Scientists in Hong Kong recently reported having successfully combined perovskite and silicon to create a tandem solar cell with the world's highest reported efficiency rate – 25.5 percent!
"As there are different wavelengths for solar energy, a combination of different materials for making solar cells would work best for energy absorption."
"For example, methylammonium lead tri-halide perovskite and silicon solar cells can form a complementary pair. With the perovskite solar cell functioning as a top layer, it can harvest the short wavelength photons while the bottom layer coated with silicon is designed to absorb the long wavelength photons."
Implications for Solar
The world has long had high hopes for solar, and it seems that potential may finally be close to being realized.

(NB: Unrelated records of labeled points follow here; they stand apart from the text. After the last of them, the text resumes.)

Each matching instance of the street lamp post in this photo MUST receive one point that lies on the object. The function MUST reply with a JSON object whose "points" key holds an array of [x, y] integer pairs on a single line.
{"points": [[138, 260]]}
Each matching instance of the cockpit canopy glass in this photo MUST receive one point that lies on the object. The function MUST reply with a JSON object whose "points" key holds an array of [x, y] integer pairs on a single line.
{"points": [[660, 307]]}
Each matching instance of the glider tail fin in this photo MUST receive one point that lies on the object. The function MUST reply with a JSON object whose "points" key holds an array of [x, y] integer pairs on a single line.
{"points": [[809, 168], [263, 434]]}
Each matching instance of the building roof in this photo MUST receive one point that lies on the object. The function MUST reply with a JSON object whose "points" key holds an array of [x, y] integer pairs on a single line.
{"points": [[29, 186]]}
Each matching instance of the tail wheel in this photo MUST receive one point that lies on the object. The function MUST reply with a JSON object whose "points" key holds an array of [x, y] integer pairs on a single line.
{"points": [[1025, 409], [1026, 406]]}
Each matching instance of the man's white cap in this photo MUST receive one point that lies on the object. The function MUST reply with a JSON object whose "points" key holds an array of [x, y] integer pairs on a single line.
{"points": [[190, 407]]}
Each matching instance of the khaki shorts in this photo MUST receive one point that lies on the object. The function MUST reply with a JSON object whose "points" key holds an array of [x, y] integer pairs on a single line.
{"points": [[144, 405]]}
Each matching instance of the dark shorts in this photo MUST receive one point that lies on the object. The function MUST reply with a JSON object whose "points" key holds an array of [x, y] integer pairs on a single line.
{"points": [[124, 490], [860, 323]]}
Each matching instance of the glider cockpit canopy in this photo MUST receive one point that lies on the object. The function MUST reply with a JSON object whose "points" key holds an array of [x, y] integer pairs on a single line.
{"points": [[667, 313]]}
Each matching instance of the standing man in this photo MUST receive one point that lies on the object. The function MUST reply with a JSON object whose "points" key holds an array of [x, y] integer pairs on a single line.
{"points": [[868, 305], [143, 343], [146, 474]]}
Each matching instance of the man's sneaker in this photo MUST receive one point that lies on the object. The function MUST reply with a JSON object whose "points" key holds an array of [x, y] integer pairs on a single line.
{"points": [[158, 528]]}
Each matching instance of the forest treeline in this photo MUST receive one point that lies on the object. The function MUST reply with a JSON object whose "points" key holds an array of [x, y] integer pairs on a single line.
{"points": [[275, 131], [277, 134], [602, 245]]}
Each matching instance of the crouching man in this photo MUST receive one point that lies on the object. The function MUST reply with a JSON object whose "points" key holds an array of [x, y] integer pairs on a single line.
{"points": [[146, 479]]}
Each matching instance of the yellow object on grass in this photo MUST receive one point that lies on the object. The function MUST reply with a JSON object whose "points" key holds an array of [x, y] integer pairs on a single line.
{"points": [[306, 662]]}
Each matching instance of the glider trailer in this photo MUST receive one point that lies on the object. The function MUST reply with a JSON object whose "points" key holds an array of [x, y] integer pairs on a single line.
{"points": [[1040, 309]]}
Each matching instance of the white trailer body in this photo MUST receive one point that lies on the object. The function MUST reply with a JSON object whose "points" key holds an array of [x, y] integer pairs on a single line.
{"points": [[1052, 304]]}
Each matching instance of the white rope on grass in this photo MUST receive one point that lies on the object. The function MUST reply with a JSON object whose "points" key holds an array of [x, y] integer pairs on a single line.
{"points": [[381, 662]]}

Once again, there is 5,000 times more solar energy hitting the surface of the Earth than the human species uses in a year.
The barriers to commercial development, however, are still significant.
Many entrepreneurs and investors are cautious about solar after having been burned in the early 2010s, when a string of solar companies took in considerable capital before shuttering their operations.
That being said, there has been a resurgence of promising startups developing commercially viable solar solutions – and we believe we'll see perovskite solar cells as early as next year.
New developments are occurring every day, pointing towards a future with abundant energy, abundant clean water and abundant possibility.
This is an incredibly exciting time for material science, and an incredibly exciting time to be alive.